1. A process for recovering a relatively light product from a relatively heavy product by fractionation of a feedstream (81) containing light and heavy product in a first fractionator (10) into a first heavy product liquid stream (11) comprising a minor amount of light product and a second light product stream (13) which is charged to a light product stripper (30) which produces stripped light product (37), characterized by introducing the heavy product liquid stream (11) into a heavy product fractionator (20) which recovers an overhead light product (21) having an end point and introducing a quench stream (39) comprising stripped light product into the heavy product fractionator (20) to control the end point.

2. The process of Claim 1 wherein overhead product (21) from the heavy product fractionator (20) is charged to the light product stripper (30).

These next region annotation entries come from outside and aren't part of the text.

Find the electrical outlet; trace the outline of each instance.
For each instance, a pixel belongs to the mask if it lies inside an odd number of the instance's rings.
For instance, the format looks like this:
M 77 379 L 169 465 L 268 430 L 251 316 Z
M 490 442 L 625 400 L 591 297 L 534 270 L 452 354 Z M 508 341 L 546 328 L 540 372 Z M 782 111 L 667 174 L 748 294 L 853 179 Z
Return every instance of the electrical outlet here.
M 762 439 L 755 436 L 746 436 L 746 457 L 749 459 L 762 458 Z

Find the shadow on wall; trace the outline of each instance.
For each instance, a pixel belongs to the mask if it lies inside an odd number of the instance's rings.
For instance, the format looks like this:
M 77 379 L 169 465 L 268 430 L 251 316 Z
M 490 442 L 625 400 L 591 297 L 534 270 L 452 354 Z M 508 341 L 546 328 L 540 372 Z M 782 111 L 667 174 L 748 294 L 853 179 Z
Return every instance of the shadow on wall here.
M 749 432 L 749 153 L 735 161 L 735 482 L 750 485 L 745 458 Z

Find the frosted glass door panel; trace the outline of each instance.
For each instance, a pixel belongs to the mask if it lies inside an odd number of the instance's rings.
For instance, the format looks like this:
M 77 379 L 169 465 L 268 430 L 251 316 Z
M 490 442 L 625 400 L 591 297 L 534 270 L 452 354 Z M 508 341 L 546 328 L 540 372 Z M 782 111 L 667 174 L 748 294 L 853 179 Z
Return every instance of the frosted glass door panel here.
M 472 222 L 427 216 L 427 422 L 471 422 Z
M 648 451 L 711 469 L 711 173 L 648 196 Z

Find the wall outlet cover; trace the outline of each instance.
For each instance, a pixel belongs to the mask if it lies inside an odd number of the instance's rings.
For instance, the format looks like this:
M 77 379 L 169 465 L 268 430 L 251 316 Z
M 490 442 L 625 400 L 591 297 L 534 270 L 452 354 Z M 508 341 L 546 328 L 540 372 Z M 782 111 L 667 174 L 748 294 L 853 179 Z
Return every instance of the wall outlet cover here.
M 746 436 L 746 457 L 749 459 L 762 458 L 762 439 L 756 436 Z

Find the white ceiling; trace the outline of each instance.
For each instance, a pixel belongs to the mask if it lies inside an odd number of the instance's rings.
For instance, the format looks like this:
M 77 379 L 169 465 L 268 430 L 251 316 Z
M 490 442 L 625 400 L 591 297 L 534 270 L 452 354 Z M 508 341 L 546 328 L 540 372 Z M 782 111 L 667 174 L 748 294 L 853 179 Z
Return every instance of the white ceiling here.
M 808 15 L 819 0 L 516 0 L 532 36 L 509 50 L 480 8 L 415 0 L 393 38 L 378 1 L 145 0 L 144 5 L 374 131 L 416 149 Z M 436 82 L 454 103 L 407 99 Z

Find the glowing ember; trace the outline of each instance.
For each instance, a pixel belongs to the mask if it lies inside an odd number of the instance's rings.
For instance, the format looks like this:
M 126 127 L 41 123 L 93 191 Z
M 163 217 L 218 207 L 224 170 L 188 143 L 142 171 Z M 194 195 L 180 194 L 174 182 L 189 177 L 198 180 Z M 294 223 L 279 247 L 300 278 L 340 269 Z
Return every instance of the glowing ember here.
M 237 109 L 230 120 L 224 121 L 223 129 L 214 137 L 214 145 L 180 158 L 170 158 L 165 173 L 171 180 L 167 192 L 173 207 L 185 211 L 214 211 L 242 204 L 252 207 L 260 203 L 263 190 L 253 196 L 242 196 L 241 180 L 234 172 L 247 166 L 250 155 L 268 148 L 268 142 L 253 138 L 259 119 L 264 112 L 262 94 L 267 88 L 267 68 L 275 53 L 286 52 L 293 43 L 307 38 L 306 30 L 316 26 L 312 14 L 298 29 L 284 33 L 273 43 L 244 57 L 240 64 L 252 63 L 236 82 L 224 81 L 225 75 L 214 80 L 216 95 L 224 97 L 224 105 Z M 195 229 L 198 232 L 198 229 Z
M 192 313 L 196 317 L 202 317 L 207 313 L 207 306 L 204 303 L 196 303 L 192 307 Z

3. The process of Claim 1 wherein overhead product (21) from the heavy product fractionator (20) is charged to the first fractionator (10).

4. The process of any preceding Claim wherein relatively heavy product (11) is withdrawn from the bottom of the first fractionator (10).

5. The process of any of Claims 1 to 3 wherein relatively heavy product (11) is withdrawn from a side draw of the first fractionator (10).

6. The process of any preceding claim wherein a stripping fluid (93), (95) is charged to the heavy product fractionator (20).

7. The process of Claim 6 wherein the stripping fluid (93, 95) comprises steam.

8. The process of Claim 6 wherein the stripping fluid (93, 95) comprises an overhead vapor fraction (49) from the first fractionator 10.

9. The process of any preceding Claim wherein the first fractionator (10) is a main column fractionator of a fluid catalytic cracking system, and the light product (37) is light cycle oil.

10. The process of Claim 9 wherein stripping fluid (95) and the first heavy product stream (11) are mixed and then charged to the heavy product fractionator (20).

11. The process of Claim 9 wherein the quench stream (39) is light cycle oil taken directly from the light cycle oil stripper (30) bottoms.

₁2. The process of Claim 9 wherein the heavy product fractionator (20) operates at higher pressure than the first fractionator (10) or the light product stripper (30).

13. The process of Claim 12 wherein the heavy product fractionator (10) operates at 275 to 350 kPa.